As I was crying myself to sleep the night of my mom’s breast cancer diagnosis, I remember thinking, “tomorrow is a new day. I’ll feel stronger. I’ll keep pushing forward.” This attempt at positive thinking had always worked in the past. Since moving to Manhattan after college, I’ve dealt with friend and family drama, stress at work, and the ongoing burdens of living in a hectic city, and I was always able to maintain clarity and calmness. Therefore, I never felt the need to invest in my mental health. But I quickly realized that this situation was different than anything I had experienced before. I was unable to bounce back and the harsh reality eventually set in. I had not prepared for this.
For someone who has always considered herself a curious, social, fun loving person, I began to see another side that I didn’t recognize: Distracted. Cold. Deeply sad. Worried. No one or nothing was going to magically empower me, clear my mind, help me focus and give me the strength I needed for both myself and my mom. Weeks and then months went by and I felt more and more lost and distracted. I was barely getting by day to day, giving my mom every ounce of energy and positivity I had on phone calls, FaceTime and in person, while maintaining a demanding job.
Then one evening, my life changed. I was out to drinks with coworkers, when someone brought up the meditation app Headspace. He said it was helping him clear his mind and manage stress. Meditating was something that had never crossed my mind, though I was vaguely aware of its growing popularity. But he said he used it on his phone, which for me, had become representative of everything that I was juggling: Facetiming my mom, checking work emails, texting with my family, pretending everything with fine and dandy with my friends. I left the bar unconvinced, but I couldn’t shake it.
On a whim the next day, I downloaded Headspace and began the free trial. I opened the window in my tiny bedroom, sat upright on my bed, put my headphones on and turned up the volume to drown out the sound of honking horns and my roommate making breakfast.
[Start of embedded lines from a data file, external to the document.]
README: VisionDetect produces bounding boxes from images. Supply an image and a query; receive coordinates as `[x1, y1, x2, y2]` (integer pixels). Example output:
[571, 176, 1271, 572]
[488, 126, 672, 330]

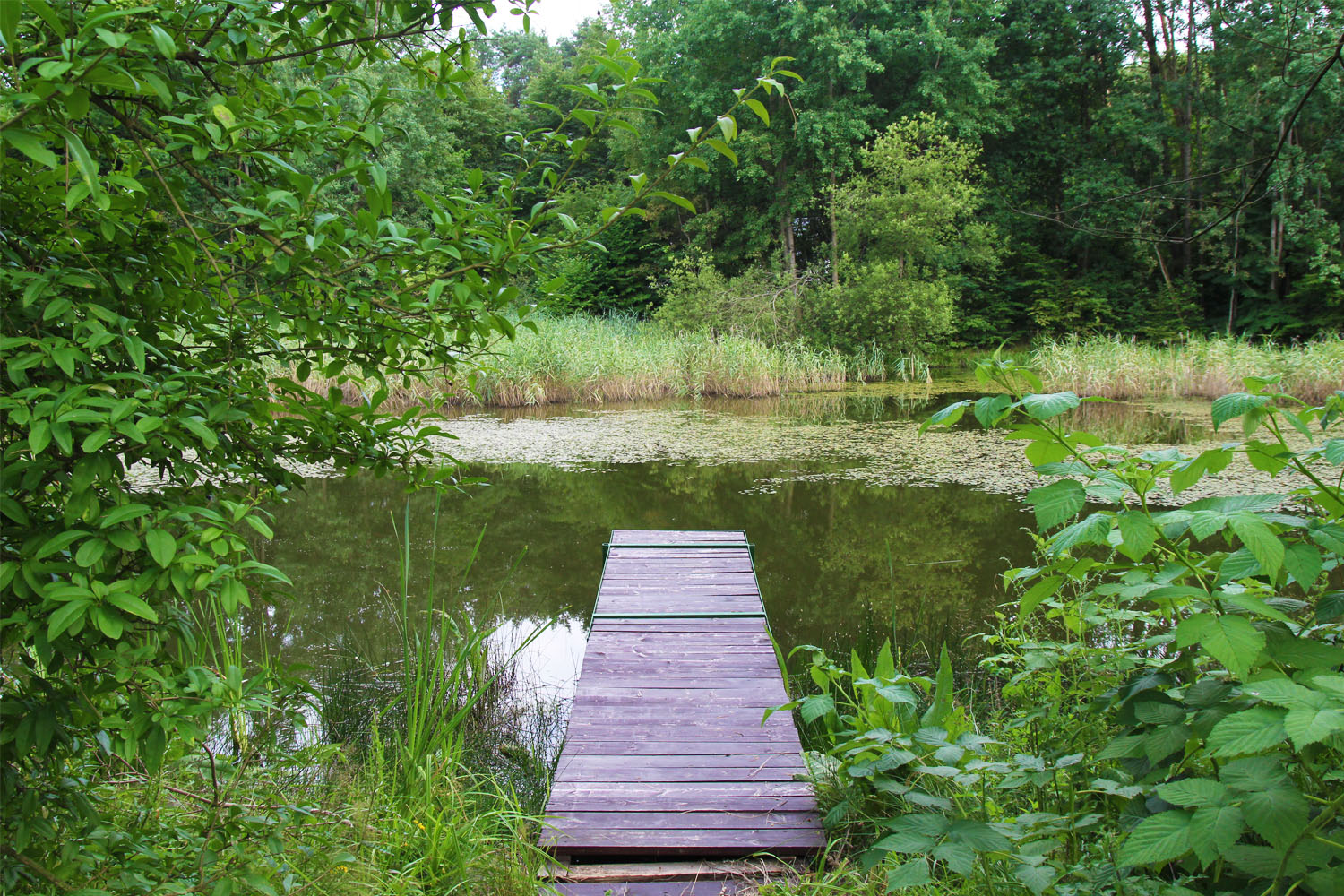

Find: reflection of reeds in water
[1032, 336, 1344, 401]
[1064, 401, 1209, 444]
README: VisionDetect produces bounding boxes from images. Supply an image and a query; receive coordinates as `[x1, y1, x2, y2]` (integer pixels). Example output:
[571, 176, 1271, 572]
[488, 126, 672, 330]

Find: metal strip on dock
[542, 530, 824, 865]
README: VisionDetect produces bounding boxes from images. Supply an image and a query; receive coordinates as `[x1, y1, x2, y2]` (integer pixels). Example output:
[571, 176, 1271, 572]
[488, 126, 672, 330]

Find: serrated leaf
[887, 858, 933, 893]
[1284, 543, 1324, 591]
[1211, 392, 1271, 433]
[1018, 575, 1064, 616]
[0, 130, 61, 169]
[1118, 809, 1191, 866]
[1207, 707, 1288, 756]
[1116, 511, 1158, 560]
[1190, 806, 1246, 868]
[1027, 480, 1088, 530]
[1228, 512, 1284, 579]
[1176, 613, 1265, 678]
[1021, 392, 1082, 420]
[1158, 778, 1228, 807]
[1242, 788, 1311, 849]
[1284, 707, 1344, 750]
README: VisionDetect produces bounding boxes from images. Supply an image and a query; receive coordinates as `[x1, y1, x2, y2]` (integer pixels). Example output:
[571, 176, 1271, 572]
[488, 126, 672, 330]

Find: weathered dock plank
[542, 530, 824, 865]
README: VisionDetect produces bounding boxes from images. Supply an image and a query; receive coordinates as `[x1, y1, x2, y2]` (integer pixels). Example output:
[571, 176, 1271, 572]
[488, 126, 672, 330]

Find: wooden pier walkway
[542, 530, 824, 895]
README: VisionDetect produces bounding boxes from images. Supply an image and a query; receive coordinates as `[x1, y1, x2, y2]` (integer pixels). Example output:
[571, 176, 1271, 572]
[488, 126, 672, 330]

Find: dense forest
[355, 0, 1344, 347]
[0, 0, 1344, 896]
I remember struggling through the sessions at first. I had so much on my mind that it was hard to stay focused and just take the time to sit in silence. But at the end of every session, I felt at peace, and even if it was just for a minute, it was the calmest I’d felt in a long time. In that calmness, I knew that this was not some miracle drug, or winning lottery ticket, this was going to take work and dedication.
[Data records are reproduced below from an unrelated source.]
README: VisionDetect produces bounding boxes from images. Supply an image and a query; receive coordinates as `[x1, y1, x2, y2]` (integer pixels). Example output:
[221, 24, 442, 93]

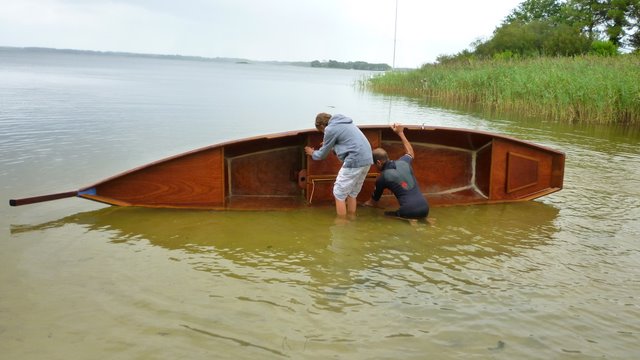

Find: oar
[9, 191, 78, 206]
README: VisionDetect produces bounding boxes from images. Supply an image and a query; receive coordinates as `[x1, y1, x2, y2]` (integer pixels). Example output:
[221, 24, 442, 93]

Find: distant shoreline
[0, 46, 392, 67]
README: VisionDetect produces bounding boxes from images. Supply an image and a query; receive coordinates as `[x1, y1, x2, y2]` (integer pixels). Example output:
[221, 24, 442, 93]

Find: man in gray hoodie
[304, 113, 373, 216]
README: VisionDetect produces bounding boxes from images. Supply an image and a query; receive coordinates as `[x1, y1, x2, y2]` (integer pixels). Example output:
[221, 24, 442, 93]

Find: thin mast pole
[391, 0, 398, 70]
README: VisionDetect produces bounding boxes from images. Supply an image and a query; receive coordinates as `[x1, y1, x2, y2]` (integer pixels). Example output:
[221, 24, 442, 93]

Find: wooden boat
[10, 125, 565, 210]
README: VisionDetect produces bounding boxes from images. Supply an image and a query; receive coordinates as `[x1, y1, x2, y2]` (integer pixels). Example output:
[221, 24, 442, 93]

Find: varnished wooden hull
[63, 126, 565, 210]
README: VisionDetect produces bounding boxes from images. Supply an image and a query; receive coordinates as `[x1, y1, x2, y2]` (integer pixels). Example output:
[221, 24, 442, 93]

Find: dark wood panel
[96, 148, 224, 207]
[490, 139, 553, 201]
[228, 147, 303, 196]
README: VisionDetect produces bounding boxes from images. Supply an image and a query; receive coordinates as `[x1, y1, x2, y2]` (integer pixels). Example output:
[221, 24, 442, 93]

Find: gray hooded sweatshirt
[311, 114, 373, 168]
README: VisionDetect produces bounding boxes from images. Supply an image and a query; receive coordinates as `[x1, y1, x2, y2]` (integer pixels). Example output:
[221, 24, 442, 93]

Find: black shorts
[384, 207, 429, 219]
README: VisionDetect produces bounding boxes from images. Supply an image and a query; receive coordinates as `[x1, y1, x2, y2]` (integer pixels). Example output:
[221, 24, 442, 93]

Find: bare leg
[336, 199, 347, 217]
[347, 196, 358, 215]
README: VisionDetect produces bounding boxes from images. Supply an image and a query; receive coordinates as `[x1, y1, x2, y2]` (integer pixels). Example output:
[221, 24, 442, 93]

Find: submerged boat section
[12, 126, 565, 210]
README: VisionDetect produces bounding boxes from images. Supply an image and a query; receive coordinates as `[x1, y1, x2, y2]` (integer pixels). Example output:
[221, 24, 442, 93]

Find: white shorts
[333, 166, 371, 201]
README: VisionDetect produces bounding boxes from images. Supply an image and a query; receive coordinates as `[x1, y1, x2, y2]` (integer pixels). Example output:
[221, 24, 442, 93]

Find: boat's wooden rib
[10, 126, 565, 210]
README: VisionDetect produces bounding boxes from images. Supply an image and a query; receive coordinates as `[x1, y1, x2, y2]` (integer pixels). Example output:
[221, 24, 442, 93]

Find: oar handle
[9, 191, 78, 206]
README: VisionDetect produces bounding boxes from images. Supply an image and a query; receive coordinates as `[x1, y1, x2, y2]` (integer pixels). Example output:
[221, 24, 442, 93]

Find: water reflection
[11, 202, 558, 313]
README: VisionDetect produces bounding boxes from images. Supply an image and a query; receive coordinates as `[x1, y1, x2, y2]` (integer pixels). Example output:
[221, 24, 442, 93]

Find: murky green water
[0, 48, 640, 359]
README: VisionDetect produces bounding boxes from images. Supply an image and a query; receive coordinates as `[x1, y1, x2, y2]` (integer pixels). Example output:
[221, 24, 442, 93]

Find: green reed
[362, 55, 640, 125]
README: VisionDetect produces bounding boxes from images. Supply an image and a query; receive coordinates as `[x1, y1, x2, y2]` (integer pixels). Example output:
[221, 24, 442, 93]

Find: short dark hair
[316, 113, 331, 128]
[373, 148, 389, 163]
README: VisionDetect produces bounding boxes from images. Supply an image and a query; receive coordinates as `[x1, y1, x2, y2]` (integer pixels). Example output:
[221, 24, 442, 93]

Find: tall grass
[364, 54, 640, 125]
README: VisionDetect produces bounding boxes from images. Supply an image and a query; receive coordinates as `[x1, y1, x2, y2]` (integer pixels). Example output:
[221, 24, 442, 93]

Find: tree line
[436, 0, 640, 63]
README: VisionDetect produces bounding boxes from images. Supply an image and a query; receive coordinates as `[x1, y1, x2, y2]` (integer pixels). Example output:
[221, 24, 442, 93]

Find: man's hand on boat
[391, 123, 404, 134]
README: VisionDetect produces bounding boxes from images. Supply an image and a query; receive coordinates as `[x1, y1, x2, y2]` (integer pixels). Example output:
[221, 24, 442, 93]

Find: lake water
[0, 49, 640, 359]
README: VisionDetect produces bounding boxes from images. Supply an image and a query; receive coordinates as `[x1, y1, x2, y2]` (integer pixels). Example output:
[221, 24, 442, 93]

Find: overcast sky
[0, 0, 523, 67]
So when it came time to purchase the annual subscription service Headspace peddles, I didn’t balk at the $95.88 cost for a year of unlimited usage. In fact, it was the best money I spent in my 20s. With the unlimited membership, you get access to a library of targeted meditation packs as well as one off single sessions for activity-based meditation (cooking, running, eating, etc). Over the last few years, I have meditated as often as possible and found that training my mind is the only way I can cope. And I am not alone in this discovery. Headspace now has 16 million downloads in more than 190 countries with the average daily minutes meditated at 15 minutes and 35 seconds.
I wish I could tell you that every day I jump out of bed ready to meditate, but it is always a challenge to find the 10-20 minutes to complete a session. Life is busy! I have to constantly remind myself that during my darkest days I kept thinking, “I wish I had started this sooner. I wish I had been prepared.” I also remind myself of the valuable lesson I learned: There are those people who save and invest, patiently and steadily, with a long-term perspective about what the future may hold. And then there are those who choose to live day to day to maximize the present but remain unprepared for a bump in the road. I no longer wanted to be the latter. And then I open the window in my bedroom, sit upright on my bed with my headphones on and embrace the ability to invest in my own mental health.